Setze dich warm eingehüllt hin, senke den Blick oder richte ihn auf einen ruhigen Himmelsausschnitt. Zähle Atemzüge bis zehn, beginne wieder bei eins. Wenn Gedanken abschweifen, bemerke es und kehre milde zurück. Nach einigen Minuten hebe langsam den Blick, weite das Feld und synchronisiere Atem, Herzschlag und Sternenfunkeln. Notiere später, wie die Qualität deiner Aufmerksamkeit sich veränderte, und was der Körper dir über Müdigkeit oder Wachheit erzählt.
Wähle einen kurzen, sicheren Pfad, den du vorher im Dämmerlicht erkundet hast. Gehe langsam, spüre jeden Schritt, lausche auf Knirschen und Wind. Hebe zwischendurch den Blick, verweile bei einem Sternhaufen, senke ihn wieder. Dieser Wechsel zwischen Welt unten und Weite oben hilft, nicht zu tranceartig zu werden. Markiere Wendepunkte, bleibe nah am Camp, und beende die Runde bewusst, vielleicht mit einer Hand aufs Herz als dankbares Zeichen.
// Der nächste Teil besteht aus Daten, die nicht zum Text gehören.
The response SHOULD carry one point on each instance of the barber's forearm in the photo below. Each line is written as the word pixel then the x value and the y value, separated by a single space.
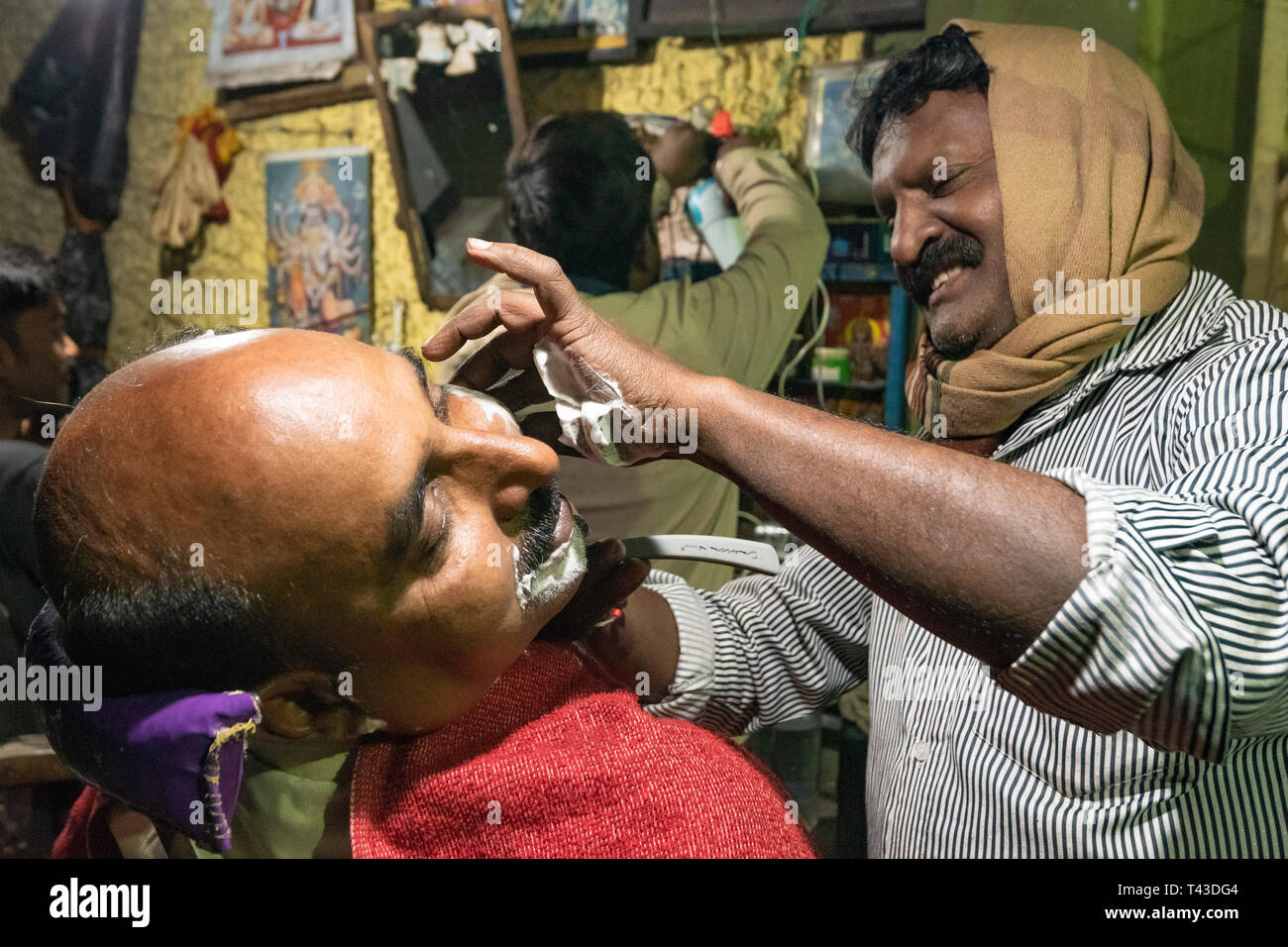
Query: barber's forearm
pixel 978 552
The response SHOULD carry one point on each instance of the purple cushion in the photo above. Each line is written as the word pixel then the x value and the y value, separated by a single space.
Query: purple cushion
pixel 174 757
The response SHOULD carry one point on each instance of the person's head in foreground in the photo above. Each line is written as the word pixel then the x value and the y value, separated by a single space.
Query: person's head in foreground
pixel 270 509
pixel 274 510
pixel 575 191
pixel 35 352
pixel 1016 163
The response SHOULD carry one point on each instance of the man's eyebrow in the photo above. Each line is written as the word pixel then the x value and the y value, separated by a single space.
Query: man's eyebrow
pixel 406 519
pixel 436 397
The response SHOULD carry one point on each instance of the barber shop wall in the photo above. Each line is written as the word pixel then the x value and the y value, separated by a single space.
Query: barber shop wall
pixel 666 77
pixel 673 73
pixel 168 84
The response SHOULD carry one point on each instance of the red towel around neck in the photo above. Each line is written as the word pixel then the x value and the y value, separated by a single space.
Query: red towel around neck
pixel 553 763
pixel 557 763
Schreibe mit weiten, weichen Buchstaben, damit du das Rotlicht niedrig halten kannst. Notiere Sinneseindrücke zuerst, Bewertungen später. Welche Sterne sahst du indirekt? Welche Geräusche trugen dich? Welche Gedanken lösten sich? Kurze Skizzen von Sternbildern helfen beim Erinnern. Beende jede Seite mit einer kleinen Frage an den morgigen Tag. So entsteht ein Dialog zwischen Nacht und Alltag, der deine Praxis verbindlich und zärtlich verankert.